I have a list suppose
listA=[679,890,907,780,5230,781]
and want to delete some elements that is existed in another
listB=[907,5230]
in minimum time complexity?
I can do this problem by using two "for loops" means O(n2) time complexity, but I want to reduce this complexity to O(nlog(n)) or O(n)? Is it possible?
It's possible - if one of the lists is sorted. Assuming that list A is sorted and list B is unsorted, with respective dimensions M and N, the minimum time complexity to remove all of list B's elements from list A will be O((N+M)*log(M)). The way you can achieve this is by binary search - each lookup for an element in list A takes O(log(M)) time, and there are N lookups (one for each element in list B). Since it takes O(M*log(M)) time to sort A, it's more efficient for huge lists to sort and then remove all elements, with total time complexity O((N+M)*log(M)).
On the other hand, if you don't have a sorted list, just use Collection.removeAll, which has a time complexity of O(M*N) in this case. The reason for this time complexity is that removeAll does (by default) something like the following pseudocode:
public boolean removeAll(Collection<?> other)
for each elem in this list
if other contains elem
remove elem from this list
Since contains has a time complexity of O(N) for lists, and you end up doing M iterations, this takes O(M*N) time in total.
Finally, if you want to minimize the time complexity of removeAll (with possibly degraded real world performance) you can do the following:
List<Integer> a = ...
List<Integer> b = ...
HashSet<Integer> lookup = new HashSet<>(b);
a.removeAll(lookup);
For bad values of b, the time to construct lookup could take up to time O(N*log(N)), as shown here (see "pathologically distributed keys"). After that, invoking removeAll will take O(1) for contains over M iterations, taking O(M) time to execute. Therefore, the time complexity of this approach is O(M + N*log(N)).

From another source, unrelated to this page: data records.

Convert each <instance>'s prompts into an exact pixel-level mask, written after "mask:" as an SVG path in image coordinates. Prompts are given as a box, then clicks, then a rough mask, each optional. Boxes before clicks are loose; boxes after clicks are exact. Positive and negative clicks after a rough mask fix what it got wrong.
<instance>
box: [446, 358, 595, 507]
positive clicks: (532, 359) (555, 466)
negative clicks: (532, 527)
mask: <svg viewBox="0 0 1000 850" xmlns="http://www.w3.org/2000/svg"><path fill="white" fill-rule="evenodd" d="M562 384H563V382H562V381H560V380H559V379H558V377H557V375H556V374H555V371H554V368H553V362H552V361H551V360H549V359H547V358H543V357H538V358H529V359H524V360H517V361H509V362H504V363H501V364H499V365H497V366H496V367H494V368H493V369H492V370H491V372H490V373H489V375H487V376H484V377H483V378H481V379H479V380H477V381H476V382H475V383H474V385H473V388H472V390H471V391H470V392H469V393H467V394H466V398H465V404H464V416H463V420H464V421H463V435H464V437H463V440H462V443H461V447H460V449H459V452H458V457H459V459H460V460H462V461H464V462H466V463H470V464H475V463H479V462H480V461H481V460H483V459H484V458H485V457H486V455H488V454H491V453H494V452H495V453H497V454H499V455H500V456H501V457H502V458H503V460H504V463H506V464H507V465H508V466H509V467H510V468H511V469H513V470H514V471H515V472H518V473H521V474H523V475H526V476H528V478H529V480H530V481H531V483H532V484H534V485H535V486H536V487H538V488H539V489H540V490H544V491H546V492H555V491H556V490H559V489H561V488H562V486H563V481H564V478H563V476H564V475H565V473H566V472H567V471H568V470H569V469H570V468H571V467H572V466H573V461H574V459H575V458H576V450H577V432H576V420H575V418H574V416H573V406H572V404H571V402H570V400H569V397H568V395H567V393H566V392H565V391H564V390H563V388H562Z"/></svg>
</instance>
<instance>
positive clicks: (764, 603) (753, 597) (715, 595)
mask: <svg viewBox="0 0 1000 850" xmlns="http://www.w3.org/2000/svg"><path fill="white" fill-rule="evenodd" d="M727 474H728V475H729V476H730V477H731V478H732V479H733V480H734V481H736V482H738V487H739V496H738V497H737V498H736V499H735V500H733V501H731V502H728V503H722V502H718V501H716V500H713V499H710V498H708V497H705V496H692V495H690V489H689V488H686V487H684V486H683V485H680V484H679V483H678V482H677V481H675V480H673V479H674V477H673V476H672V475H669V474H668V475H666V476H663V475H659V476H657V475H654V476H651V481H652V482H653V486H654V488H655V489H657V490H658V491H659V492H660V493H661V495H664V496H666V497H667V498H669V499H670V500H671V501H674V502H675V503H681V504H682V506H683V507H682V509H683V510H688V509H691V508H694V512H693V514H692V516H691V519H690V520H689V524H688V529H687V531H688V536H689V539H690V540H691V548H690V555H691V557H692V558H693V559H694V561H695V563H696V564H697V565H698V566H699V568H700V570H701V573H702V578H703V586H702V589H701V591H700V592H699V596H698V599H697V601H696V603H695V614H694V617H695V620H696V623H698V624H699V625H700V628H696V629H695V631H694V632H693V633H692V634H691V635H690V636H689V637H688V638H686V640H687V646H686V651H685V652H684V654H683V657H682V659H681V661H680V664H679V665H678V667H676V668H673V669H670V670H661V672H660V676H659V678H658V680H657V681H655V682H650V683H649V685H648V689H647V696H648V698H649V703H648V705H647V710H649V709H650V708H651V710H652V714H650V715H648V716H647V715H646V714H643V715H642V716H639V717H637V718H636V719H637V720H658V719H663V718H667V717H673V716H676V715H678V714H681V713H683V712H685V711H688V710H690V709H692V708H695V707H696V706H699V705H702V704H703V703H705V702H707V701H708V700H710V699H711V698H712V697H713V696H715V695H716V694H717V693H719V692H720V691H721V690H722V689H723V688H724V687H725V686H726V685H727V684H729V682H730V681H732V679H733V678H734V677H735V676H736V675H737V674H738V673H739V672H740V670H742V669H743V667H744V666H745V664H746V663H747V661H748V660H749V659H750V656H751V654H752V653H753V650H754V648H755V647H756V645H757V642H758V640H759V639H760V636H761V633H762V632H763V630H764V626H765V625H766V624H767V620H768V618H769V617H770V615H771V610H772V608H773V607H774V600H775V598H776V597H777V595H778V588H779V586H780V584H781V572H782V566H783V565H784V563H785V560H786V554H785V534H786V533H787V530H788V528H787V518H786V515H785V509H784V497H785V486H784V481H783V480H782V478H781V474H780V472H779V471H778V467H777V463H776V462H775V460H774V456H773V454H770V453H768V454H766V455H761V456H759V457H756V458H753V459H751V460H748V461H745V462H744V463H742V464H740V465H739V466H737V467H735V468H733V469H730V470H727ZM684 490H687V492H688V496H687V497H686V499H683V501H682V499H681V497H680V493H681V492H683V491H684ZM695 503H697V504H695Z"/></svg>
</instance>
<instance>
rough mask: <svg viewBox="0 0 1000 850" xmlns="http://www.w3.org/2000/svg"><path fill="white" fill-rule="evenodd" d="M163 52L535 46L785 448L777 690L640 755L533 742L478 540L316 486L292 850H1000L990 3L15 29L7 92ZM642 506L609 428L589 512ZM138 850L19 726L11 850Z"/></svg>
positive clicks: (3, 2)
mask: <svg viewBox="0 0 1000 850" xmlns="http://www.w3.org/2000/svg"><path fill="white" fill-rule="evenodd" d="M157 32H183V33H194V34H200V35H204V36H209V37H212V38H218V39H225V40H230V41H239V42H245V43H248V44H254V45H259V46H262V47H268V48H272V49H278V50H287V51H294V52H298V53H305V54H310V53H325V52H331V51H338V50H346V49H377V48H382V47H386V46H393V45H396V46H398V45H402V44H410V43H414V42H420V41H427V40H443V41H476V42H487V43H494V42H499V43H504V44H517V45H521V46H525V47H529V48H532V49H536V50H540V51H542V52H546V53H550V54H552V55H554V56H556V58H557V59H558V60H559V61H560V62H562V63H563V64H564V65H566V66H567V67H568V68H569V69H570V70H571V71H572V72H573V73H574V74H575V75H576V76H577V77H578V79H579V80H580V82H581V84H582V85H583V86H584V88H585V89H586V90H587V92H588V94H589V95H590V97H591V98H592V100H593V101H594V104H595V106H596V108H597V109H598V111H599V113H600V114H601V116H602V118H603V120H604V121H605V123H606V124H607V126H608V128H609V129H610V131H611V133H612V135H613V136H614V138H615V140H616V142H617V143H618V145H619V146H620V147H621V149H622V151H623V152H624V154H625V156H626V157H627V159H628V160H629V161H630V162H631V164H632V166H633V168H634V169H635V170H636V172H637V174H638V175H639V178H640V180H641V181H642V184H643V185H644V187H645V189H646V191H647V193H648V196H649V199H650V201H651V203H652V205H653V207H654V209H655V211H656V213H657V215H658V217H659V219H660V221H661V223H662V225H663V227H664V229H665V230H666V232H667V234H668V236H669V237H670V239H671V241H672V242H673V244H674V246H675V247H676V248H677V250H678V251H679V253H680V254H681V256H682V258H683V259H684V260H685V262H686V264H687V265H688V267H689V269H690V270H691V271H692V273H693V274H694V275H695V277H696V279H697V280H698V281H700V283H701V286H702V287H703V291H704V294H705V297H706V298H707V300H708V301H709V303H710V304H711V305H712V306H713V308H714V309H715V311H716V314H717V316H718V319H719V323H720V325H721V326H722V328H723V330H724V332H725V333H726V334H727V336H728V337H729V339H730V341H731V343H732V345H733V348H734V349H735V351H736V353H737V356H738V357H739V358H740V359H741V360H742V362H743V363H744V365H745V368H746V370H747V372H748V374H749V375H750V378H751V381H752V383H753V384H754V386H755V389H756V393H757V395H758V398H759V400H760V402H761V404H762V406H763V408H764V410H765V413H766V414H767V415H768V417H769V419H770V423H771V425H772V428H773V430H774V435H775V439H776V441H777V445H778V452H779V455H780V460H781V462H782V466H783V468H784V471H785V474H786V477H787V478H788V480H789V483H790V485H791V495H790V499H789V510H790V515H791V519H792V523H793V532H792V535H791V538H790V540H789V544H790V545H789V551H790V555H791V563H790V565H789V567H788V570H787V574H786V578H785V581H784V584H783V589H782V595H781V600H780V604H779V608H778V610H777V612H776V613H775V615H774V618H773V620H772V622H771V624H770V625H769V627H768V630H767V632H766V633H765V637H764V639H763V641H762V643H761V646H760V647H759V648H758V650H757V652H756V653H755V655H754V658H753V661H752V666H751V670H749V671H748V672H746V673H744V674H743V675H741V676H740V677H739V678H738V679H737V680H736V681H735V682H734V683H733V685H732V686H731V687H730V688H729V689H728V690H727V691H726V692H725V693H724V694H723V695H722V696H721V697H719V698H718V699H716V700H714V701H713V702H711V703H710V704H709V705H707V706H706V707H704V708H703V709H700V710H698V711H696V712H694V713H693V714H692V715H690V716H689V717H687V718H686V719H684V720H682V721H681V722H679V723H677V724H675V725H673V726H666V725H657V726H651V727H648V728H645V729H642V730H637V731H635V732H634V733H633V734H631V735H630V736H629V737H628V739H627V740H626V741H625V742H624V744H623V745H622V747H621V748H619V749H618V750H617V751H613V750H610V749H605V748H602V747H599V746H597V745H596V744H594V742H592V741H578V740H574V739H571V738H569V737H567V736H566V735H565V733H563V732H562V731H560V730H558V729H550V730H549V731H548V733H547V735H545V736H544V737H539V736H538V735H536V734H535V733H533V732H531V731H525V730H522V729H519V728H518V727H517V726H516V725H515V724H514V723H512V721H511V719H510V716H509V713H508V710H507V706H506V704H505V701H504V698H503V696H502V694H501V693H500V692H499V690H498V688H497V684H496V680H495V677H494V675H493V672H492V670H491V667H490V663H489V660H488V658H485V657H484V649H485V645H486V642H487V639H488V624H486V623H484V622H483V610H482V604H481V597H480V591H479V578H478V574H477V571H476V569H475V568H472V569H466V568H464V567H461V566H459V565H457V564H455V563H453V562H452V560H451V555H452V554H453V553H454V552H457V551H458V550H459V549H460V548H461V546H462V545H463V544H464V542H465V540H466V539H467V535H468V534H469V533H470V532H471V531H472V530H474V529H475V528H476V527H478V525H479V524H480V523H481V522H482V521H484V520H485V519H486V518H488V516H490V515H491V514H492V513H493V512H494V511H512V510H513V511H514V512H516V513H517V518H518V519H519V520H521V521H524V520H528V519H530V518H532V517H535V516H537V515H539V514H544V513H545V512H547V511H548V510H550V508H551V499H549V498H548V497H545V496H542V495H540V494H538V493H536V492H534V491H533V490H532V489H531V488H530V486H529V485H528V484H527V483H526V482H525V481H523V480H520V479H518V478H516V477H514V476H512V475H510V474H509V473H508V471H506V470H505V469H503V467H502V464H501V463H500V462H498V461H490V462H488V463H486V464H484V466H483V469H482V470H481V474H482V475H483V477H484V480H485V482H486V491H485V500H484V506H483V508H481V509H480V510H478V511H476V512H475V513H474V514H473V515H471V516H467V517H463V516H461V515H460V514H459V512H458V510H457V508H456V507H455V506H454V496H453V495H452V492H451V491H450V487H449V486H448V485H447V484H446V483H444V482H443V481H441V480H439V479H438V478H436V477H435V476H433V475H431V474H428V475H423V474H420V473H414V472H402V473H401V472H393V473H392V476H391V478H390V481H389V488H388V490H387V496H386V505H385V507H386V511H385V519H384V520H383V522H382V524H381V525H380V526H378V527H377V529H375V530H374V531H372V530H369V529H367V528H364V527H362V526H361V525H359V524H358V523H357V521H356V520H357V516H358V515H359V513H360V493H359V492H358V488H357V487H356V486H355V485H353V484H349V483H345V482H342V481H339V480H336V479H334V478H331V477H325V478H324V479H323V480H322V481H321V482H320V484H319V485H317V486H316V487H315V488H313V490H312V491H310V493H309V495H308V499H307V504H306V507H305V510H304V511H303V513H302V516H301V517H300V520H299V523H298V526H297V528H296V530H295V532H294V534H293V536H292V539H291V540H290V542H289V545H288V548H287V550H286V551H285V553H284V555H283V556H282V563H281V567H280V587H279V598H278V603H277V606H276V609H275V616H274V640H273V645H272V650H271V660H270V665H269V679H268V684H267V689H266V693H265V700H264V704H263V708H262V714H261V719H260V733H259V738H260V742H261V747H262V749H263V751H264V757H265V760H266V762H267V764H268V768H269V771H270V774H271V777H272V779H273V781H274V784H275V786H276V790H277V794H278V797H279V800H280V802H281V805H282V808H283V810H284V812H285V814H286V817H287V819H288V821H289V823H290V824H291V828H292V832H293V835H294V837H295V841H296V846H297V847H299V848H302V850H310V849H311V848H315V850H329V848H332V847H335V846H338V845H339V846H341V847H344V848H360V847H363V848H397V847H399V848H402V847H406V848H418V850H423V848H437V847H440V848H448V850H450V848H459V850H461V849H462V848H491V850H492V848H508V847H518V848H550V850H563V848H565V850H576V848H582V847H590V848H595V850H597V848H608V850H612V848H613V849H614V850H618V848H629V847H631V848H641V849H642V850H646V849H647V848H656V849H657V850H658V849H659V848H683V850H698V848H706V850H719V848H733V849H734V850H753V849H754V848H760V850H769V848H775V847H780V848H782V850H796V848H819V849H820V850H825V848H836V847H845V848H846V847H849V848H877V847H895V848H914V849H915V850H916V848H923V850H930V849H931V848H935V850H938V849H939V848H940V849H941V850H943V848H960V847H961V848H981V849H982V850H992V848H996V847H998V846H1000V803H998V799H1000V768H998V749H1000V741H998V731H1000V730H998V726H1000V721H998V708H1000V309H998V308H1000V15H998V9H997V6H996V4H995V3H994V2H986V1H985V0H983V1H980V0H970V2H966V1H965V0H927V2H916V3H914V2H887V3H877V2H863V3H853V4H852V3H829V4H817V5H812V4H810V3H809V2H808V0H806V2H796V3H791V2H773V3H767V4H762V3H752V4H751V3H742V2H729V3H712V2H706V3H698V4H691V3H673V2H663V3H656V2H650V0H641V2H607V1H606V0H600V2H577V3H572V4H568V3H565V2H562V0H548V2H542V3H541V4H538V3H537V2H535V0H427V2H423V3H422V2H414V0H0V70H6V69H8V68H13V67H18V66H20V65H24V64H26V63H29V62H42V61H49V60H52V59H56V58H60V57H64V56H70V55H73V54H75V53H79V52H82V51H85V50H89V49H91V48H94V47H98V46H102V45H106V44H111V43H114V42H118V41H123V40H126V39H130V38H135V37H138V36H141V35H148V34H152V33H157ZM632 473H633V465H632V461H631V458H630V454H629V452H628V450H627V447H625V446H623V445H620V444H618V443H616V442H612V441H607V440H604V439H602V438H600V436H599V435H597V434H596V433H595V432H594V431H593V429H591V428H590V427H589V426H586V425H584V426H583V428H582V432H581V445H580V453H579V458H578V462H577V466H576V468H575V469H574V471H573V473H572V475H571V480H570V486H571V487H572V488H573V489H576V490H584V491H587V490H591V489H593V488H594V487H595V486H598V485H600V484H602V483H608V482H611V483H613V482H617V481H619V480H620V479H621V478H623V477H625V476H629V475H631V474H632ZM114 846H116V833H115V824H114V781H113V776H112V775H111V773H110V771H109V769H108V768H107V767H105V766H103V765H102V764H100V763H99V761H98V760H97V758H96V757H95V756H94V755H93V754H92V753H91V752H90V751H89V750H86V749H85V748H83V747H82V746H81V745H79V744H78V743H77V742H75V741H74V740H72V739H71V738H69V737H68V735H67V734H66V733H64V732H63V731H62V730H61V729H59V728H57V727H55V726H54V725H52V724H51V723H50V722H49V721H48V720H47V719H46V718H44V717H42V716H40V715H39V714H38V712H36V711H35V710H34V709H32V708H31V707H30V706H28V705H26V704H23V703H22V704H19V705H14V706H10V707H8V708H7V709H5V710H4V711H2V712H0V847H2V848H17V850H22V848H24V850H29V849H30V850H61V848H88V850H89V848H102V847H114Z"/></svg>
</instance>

So, there are three approaches here. One provides you with time complexity O((N+M)*log(M)), another provides you with time complexity O(M*N), and the last provides you with time complexity O(M + N*log(N)). Considering that the first and last approaches are similar in time complexity (as log tends to be very small even for large numbers), I would suggest going with the naive O(M*N) for small inputs, and the simplest O(M + N*log(N)) for medium-sized inputs. At the point where your memory usage starts to suffer from creating a HashSet to store the elements of B (very large inputs), I would finally switch to the more complex O((N+M)*log(M)) approach.
You can find an AbstractCollection.removeAll implementation here.
Edit:
The first approach doesn't work so well for ArrayLists - removing from the middle of list A takes O(M) time, apparently. Instead, sort list B (O(N*log(N))), and iterate through list A, removing items as appropriate. This takes O((M+N)*log(N)) time and is better than the O(M*N*log(M)) that you end up with when using an ArrayList. Unfortunately, the "removing items as appropriate" part of this algorithm requires that you create data to store the non-removed elements in O(M), as you don't have access to the internal data array of list A. In this case, it's strictly better to go with the HashSet approach. This is because (1) the time complexity of O((M+N)*log(N)) is actually worse than the time complexity for the HashSet method, and (2) the new algorithm doesn't save on memory. Therefore, only use the first approach when you have a List with O(1) time for removal (e.g. LinkedList) and a large amount of data. Otherwise, use removeAll. It's simpler, often faster, and supported by library designers (e.g. ArrayList has a custom removeAll implementation that allows it to take linear instead of quadratic time using negligible extra memory).